Precise details regarding paediatric transmission remain unclear. Low case numbers in children suggest a more limited role than was initially feared. Contact tracing data from Shenzen in China demonstrated an equivalent attack rate in children as adults, however this has been contradicted by subsequent data in Japan which showed a significantly lower attack rate in children. This, coupled with low case numbers would suggest at least that children are less likely to acquire the disease. The role of children in passing the disease to others is unknown, in particular given large numbers of asymptomatic cases. Notably, the China/WHO joint commission could not recall episodes during contact tracing where transmission occurred from a child to an adult. A recent modelling study from the London School of Hygiene and Tropical Medicine (pre-print, not peer reviewed) however has suggested the most plausible explanation for low case rates was that children are more likely to be asymptomatic, rather than less likely to acquire the disease. Studies of multiple family clusters have revealed children were unlikely to be the index case, in Guanzhou, China, and internationally A SARS-CoV2 positive child in a cluster in the French alps did not transmit to anyone else, despite exposure to over 100 people.

Several studies have now shown that SARS-CoV-2 can be detected by PCR in the stool of affected infants for several weeks after symptoms have resolved. This has raised the possibility of faecal-oral transmission. Research from Germany failed to find any live, culturable virus in stool despite viral RNA being detectable, suggesting this represents viral debris rather than active virus. Further studies will be needed to shed further light on this.

Clinical Features

A significant proportion of children with COVID-19 do not appear to develop any symptoms, or have subclinical symptoms. In the absence of widespread community or serological testing, it is uncertain what this proportion is. The most detailed paediatric population data from China showed 13% of confirmed cases had no symptoms (cases detected by contact tracing). Considering both confirmed and suspected cases, 32% of children aged 6-10yrs were asymptomatic.

Clinical features in symptomatic children are somewhat different to adults. Children tend to have more mild illness. The most common presenting features are cough and fever, occurring in over half of symptomatic patients. Upper respiratory tract symptoms such as rhinorrhoea and sore throat are also relatively common, occurring in 30-40% of patients. It is not uncommon for children to have diarrhoea and/or vomiting (around 10% of cases), even in some cases as their sole presenting features.

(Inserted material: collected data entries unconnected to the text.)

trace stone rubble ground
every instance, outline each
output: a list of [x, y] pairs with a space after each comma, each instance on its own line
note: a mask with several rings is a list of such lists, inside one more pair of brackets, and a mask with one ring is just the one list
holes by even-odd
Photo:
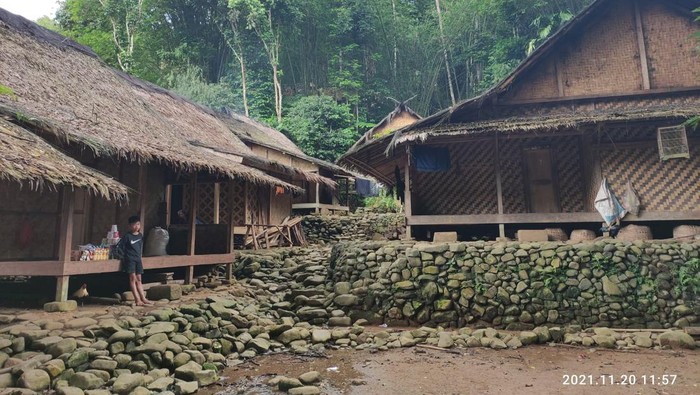
[[[0, 394], [192, 394], [220, 380], [225, 367], [270, 352], [318, 355], [329, 349], [379, 352], [425, 345], [443, 349], [518, 348], [563, 343], [600, 348], [688, 348], [685, 332], [582, 330], [538, 326], [493, 328], [377, 328], [342, 310], [355, 304], [348, 283], [328, 282], [330, 248], [245, 253], [230, 285], [206, 298], [181, 300], [189, 287], [149, 291], [172, 300], [139, 313], [126, 306], [107, 314], [74, 311], [66, 319], [0, 315]], [[214, 282], [214, 284], [217, 284]], [[199, 299], [199, 300], [198, 300]], [[52, 311], [74, 308], [52, 304]], [[277, 376], [269, 385], [289, 394], [318, 394], [319, 372]]]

Blood tests also show slightly different features to adults. Lymphocytopaenia is relatively rare in children, with the majority having normal or sometimes raised lymphocyte counts. Inflammatory markers such as CRP and Procalcitonin are often raised but only very mildly. Slight elevations in liver transaminases appears common.

Radiographic features in children are also somewhat different to their adult counterparts. Chest X-rays are often normal, and many CT chest scans are also normal. When present abnormalities are often less severe, however a reasonable number of children have bilateral pneumonia. Changes may be found on CT even in asymptomatic children. Common features in abnormal CT scans include mild, bilateral ground glass opacities, but with less peripheral predominance than is reportedly found in adults.

There appears to be little in the way of clinical signs in children to differentiate COVID-19 from other childhood respiratory virus infections.